The US is sometimes slow to see the strength of a developing problem and to decide on how its national interests are affected. Its reaction is also constrained by domestic politics, with the President administration distracted by possible hostile reaction from Congress. “Even at the best of times, US attention to the world outside is intermittent”. As a result, problems reach a point when they require forceful action, although the American public is still indifferent to them.

The International Institute for Strategic Studies argues this was the case in two big crises, The Asian financial collapse and the confrontation with Iraq. In Asia, the US did not force concerted action until the collapse of Thailand's economy had brought down some of the other Asian countries, and slowed potential economic recoveries. Iraq’s obstruction of the international inspection teams led to the crises which reached soon boiling-point before being forced to back down.
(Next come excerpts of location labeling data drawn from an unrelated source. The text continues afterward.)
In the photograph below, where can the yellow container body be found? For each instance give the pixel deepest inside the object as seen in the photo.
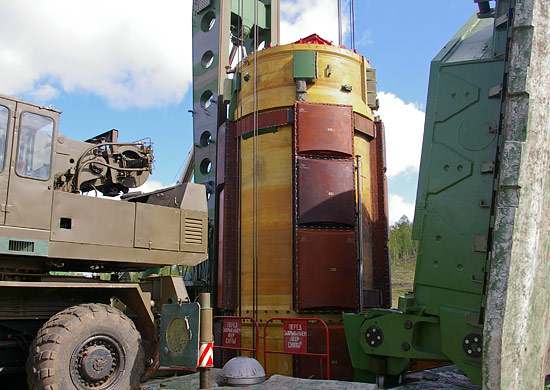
(276, 88)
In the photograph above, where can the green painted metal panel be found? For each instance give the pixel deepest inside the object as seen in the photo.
(179, 335)
(453, 217)
(305, 65)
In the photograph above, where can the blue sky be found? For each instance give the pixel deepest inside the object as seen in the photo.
(127, 65)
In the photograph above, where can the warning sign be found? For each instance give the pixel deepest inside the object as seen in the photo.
(295, 334)
(232, 332)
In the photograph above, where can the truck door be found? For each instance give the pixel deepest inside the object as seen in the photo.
(31, 172)
(7, 118)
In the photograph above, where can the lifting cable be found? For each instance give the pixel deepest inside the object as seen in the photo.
(255, 170)
(239, 42)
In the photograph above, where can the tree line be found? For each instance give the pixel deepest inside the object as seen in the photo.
(401, 243)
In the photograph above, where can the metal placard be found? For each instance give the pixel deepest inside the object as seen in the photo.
(179, 335)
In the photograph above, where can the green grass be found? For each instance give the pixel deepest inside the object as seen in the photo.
(402, 277)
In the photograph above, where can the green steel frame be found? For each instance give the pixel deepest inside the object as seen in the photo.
(220, 28)
(443, 317)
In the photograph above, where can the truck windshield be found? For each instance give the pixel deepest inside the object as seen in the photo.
(35, 146)
(4, 116)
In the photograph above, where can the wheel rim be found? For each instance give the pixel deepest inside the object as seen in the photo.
(97, 363)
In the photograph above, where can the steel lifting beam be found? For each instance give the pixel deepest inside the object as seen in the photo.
(218, 27)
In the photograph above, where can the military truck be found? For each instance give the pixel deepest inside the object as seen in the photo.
(70, 328)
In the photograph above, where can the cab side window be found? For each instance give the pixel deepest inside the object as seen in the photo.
(34, 146)
(4, 119)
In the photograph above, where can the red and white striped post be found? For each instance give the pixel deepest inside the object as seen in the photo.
(206, 349)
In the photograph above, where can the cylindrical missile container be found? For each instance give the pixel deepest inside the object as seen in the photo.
(303, 208)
It sees Washington needing to tread a fine line between acting unilaterally and through international institutions, which in both of these cases had the effect of making remedial actions less clear-cut.

In a global, interdependent world, what does national sovereignty mean? Can Europe dream of becoming a new “power” in classical terms when the very notion of power has been transformed?”
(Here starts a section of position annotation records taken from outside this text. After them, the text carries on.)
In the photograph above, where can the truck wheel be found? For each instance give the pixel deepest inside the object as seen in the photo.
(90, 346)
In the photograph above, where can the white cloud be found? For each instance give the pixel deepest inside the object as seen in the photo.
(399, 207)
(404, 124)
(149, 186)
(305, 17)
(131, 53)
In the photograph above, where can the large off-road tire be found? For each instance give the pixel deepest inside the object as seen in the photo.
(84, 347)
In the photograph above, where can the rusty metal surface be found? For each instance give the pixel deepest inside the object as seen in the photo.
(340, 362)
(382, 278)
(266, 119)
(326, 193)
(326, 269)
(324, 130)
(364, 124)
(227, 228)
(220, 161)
Even in terms of security, the notion of sovereignty does not fully correspond to the reality of a Europe whose main guarantor is the US (through NATO). Often Europeans wait for US initiatives. What is the meaning of sovereignty when it is not accompanied by independent responsibility?

Meanwhile, Europe will be forced to redefine the meanings of sovereignty and identity in the absence of a clear geographic definition of itself. The Union will continue to move forward with monetary union believing, righty, that there is light, not at the end of the tunnel, but in the process itself.